De plus, l'instruction a montré que les parents "n'ont pas reçu de consignes écrites, ni de prescription de solution de réhydratation orale lors de la sortie de ce dernier le 31 juillet 2016."

Selon Maître Salquain, si cette prescription a bien été faite par un médecin, elle n'a en revanche pas été transmise aux parents.

"L'enfant avait besoin d'être réhydraté, le temps que le traitement (pour soigner ses infections nosocomiales) fasse effet", explique Maître Salquain.

Ce décès était évitable, a reconnu le tribunal administratif : "Le fait pour l'équipe en charge de ce dernier de ne pas avoir informé les parents d'un risque de déshydratation et de la nécessité de lui administrer, en relais de son alimentation à base de lait infantile, une solution de réhydratation orale, caractérise une faute de nature à engager la responsabilité du CHU de Nantes." conclut le tribunal.

Mais cette condamnation n'est pas la conclusion de l'affaire qui poursuit son parcours désormais sur le plan pénal.

"Une instruction est en cours, nous dit Maître Salquain, pour homicide involontaire suite à un réquisitoire du parquet. Le juge va sans doute procéder à de nouvelles auditions. Il a demandé au CHU un bilan des décès dans le secteur pédiatrique."

De nombreux passages de visiteurs

Car, selon l'avocat, les parents ont constaté que les règles d'hygiènes n'étaient pas respectées dans le service où était hospitalisé leur bébé. De nombreux passages de familles, de proches d'enfants en réanimation ont surpris ces parents. Comment, dès lors, lutter contre les maladies nosocomiales ?

Et la réticence du service à reprendre leur enfant pour le soigner alors qu'ils constataient, de retour à domicile, des selles infectées. Une illustration du manque de moyens de l'hôpital ?

L'instruction au plan pénal devra donner des réponses à ces questions.

"Même les médecins peuvent avoir intérêt à ce que le CHU soit condamné en tant que personne morale" estime Maître Salquin qui précise que les parents du petit garçon n'ont pas de sentiment négatif à l'égard des personnels, mais dénoncent un problème d'organisation.
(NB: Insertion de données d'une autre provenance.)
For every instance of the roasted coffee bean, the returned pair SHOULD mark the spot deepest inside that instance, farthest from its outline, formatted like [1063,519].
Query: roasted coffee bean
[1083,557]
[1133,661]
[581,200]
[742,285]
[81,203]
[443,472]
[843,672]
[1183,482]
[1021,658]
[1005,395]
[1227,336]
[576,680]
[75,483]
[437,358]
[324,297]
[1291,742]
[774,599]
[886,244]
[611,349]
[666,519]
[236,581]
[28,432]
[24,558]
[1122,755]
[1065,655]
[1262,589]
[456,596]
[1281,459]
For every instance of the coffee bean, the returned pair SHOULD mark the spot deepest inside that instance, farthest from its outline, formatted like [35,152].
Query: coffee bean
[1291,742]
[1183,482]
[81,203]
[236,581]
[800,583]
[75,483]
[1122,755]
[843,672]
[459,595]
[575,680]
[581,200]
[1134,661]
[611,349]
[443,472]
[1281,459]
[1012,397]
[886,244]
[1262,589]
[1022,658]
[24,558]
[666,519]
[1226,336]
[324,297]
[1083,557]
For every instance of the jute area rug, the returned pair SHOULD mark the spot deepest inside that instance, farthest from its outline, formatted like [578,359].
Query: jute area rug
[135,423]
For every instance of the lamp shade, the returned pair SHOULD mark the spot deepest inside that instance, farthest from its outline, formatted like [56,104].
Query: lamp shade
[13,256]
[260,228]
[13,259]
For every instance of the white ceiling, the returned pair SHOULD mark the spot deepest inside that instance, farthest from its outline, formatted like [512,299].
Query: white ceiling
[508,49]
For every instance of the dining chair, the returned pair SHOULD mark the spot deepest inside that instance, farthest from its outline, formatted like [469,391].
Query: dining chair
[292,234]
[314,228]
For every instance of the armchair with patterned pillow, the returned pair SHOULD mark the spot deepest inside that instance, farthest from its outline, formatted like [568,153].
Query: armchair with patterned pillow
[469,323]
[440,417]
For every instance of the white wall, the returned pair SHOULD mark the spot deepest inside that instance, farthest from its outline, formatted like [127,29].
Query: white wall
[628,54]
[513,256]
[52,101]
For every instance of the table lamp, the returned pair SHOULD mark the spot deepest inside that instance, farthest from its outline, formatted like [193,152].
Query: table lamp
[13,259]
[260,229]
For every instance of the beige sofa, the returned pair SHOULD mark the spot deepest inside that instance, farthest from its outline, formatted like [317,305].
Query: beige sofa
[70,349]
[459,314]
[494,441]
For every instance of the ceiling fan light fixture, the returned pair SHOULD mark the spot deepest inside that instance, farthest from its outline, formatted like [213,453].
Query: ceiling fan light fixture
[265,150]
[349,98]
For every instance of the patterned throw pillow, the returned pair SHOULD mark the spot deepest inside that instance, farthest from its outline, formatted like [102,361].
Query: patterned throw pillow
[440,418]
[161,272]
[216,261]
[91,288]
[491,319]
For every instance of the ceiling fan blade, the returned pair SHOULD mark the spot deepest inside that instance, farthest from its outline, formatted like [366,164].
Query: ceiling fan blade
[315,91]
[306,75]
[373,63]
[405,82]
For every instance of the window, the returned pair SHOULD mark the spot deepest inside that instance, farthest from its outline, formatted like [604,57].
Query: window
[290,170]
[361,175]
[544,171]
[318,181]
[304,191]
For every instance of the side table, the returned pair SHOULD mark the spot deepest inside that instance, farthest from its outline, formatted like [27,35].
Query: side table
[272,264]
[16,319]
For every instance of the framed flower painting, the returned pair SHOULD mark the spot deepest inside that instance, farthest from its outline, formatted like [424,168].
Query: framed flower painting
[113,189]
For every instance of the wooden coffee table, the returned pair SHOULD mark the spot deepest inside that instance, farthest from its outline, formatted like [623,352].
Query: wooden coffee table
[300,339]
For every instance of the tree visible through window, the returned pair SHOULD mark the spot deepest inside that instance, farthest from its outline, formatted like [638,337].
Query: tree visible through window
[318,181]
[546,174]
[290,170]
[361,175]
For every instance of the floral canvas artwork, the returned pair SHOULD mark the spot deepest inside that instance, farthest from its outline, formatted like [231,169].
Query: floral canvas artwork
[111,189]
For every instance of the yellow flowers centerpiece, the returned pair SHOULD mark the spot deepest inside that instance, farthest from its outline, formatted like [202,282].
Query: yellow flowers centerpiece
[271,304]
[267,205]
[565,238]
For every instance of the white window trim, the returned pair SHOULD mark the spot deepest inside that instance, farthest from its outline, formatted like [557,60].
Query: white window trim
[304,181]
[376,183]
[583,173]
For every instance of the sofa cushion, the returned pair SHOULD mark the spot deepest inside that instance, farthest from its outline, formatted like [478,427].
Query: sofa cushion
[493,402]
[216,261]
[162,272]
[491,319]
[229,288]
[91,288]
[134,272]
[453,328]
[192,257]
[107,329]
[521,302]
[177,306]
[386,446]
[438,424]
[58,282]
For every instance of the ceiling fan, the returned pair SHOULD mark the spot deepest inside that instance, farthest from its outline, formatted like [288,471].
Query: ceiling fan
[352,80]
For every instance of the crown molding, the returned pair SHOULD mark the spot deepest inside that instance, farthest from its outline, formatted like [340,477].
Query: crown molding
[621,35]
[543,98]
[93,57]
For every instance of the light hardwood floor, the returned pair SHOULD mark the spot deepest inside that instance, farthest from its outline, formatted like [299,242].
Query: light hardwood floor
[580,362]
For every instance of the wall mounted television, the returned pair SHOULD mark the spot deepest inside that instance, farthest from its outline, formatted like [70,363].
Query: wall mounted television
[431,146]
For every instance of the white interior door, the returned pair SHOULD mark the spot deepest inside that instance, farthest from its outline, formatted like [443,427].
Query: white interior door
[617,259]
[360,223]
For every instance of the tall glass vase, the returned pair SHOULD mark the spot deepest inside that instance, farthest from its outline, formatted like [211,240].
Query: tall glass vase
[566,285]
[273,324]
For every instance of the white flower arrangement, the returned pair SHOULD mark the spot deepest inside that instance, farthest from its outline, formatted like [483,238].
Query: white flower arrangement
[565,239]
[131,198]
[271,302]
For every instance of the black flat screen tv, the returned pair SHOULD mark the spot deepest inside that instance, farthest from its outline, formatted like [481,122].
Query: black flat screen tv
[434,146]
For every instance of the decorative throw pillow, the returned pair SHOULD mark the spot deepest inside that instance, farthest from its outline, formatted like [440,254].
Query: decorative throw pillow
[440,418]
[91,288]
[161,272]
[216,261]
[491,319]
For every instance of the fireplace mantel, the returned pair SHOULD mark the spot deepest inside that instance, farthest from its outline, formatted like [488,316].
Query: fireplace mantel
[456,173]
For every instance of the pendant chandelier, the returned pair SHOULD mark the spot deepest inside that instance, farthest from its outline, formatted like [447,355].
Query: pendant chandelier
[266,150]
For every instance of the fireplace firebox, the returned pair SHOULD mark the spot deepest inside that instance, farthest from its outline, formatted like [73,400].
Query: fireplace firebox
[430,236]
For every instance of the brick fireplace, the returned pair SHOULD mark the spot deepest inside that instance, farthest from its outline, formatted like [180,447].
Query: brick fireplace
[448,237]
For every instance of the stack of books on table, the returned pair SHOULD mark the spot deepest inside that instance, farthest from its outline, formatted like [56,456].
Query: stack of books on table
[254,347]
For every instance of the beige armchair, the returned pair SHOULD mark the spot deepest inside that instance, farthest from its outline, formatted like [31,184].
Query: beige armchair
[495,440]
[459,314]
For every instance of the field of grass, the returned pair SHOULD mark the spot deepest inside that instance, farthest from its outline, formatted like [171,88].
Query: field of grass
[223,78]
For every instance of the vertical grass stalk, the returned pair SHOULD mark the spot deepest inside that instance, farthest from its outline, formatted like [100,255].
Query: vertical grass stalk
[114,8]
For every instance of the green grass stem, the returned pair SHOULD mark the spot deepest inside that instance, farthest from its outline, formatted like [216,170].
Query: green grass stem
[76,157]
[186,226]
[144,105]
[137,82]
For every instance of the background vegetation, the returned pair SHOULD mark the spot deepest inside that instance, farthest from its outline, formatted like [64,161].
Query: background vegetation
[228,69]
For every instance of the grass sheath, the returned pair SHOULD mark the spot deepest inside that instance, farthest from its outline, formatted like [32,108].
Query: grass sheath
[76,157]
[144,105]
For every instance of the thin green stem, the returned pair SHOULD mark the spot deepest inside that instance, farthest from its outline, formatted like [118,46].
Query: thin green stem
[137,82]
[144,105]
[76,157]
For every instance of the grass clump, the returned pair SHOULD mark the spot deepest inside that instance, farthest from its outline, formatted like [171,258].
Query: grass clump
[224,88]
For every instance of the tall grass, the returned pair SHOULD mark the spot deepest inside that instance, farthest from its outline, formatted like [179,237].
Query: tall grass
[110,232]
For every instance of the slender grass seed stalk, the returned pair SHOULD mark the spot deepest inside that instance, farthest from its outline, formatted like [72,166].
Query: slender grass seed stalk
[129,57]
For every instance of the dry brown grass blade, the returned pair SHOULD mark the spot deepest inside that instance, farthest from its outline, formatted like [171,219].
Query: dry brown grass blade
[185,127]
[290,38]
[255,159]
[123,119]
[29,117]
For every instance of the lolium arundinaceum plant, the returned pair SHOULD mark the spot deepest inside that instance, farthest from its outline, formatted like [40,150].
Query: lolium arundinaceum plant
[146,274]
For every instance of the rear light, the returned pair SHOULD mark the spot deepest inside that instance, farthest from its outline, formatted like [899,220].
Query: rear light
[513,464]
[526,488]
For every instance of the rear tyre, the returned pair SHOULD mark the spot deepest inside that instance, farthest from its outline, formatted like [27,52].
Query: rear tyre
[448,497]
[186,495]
Si les parents ont décidé de rendre public ce dossier douloureux, c'est pour alerter ceux qui pourraient connaître de tels drames sur l'importance de demander une autopsie.

"De telles affaires doivent exister en nombre plus important" estime Maïtre Salquain.

Quant à la Justice qui a mis sept ans pour produire ce premier jugement et enchaîne sur l'enquête au pénal, elle aussi, elle ajoute à la douleur de ces parents.